Air permit requirements are constantly evolving for the pellet industry, Stamey points out, so coordinated plans involving permitting consultants and process engineers are more important than ever. Price agrees. “You should be very aware of what your emission factors are when you’re doing your permit,” he says. “You don’t want to have to come back later and add a regenerative thermal oxidizer (RTO). It boils down to environmental engineers, finding equivalent test data and vetting your permitting process thoroughly.”

A developer should consult with engineers and technology specialists that work in the wood products industry, Price says. “As processes become more refined, I think we’ll see testing show we’re getting higher volatile organic compounds (VOCs) out of processes than we expected, and this goes back to drying. Typically, if you’re doing a very good job drying wood products, you’re capturing those VOCs in the dryer.

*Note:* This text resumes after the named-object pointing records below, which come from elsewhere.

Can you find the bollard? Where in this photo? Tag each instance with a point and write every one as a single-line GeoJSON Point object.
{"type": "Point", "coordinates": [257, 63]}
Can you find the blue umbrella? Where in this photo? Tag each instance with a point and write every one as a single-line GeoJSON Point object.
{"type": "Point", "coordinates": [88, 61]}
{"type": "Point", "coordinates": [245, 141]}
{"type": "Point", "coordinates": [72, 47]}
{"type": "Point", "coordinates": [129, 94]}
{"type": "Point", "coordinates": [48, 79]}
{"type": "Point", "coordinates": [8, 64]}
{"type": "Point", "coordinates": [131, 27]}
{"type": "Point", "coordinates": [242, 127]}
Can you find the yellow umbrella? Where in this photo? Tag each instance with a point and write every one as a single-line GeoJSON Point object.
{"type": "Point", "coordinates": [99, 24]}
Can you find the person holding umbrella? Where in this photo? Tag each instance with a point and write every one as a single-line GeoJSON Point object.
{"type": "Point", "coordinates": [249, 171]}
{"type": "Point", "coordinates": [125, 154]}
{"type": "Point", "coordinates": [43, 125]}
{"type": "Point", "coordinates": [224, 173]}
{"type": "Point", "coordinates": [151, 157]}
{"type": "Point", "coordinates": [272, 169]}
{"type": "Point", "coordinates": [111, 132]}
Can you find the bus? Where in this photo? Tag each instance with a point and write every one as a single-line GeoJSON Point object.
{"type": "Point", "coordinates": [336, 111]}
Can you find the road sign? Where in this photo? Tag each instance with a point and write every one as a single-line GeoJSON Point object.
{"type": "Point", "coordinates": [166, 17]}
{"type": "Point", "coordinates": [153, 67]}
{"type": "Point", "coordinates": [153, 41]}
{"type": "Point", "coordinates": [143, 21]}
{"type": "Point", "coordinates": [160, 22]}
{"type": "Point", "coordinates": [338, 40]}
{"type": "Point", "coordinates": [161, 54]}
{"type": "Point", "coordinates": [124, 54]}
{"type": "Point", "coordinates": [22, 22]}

But as you go through the pellet press, you will reach temperatures where VOCs can come off. I expect to see some facilities impacted by this, where they don’t have VOCs reported correctly in their permits.”

Price says that in time, he suspects there will be more regulatory focus on green hammermilling. “Green milling tends to get material into that temperature range for VOC release, so they may look at that, particularly as our industry comes under more scrutiny from an environmental and sustainability point of view.”

As for the tongue-in-cheek that wood pellet production is an art, Swaan says he views it a bit differently. “I think of it as more of a skill,” he adds. “You need a skillset—it’s basically 75 percent technological, and 25 percent skill. If you don’t place importance on the skillset, the other 75 percent doesn’t matter—the plant is not going to operate.”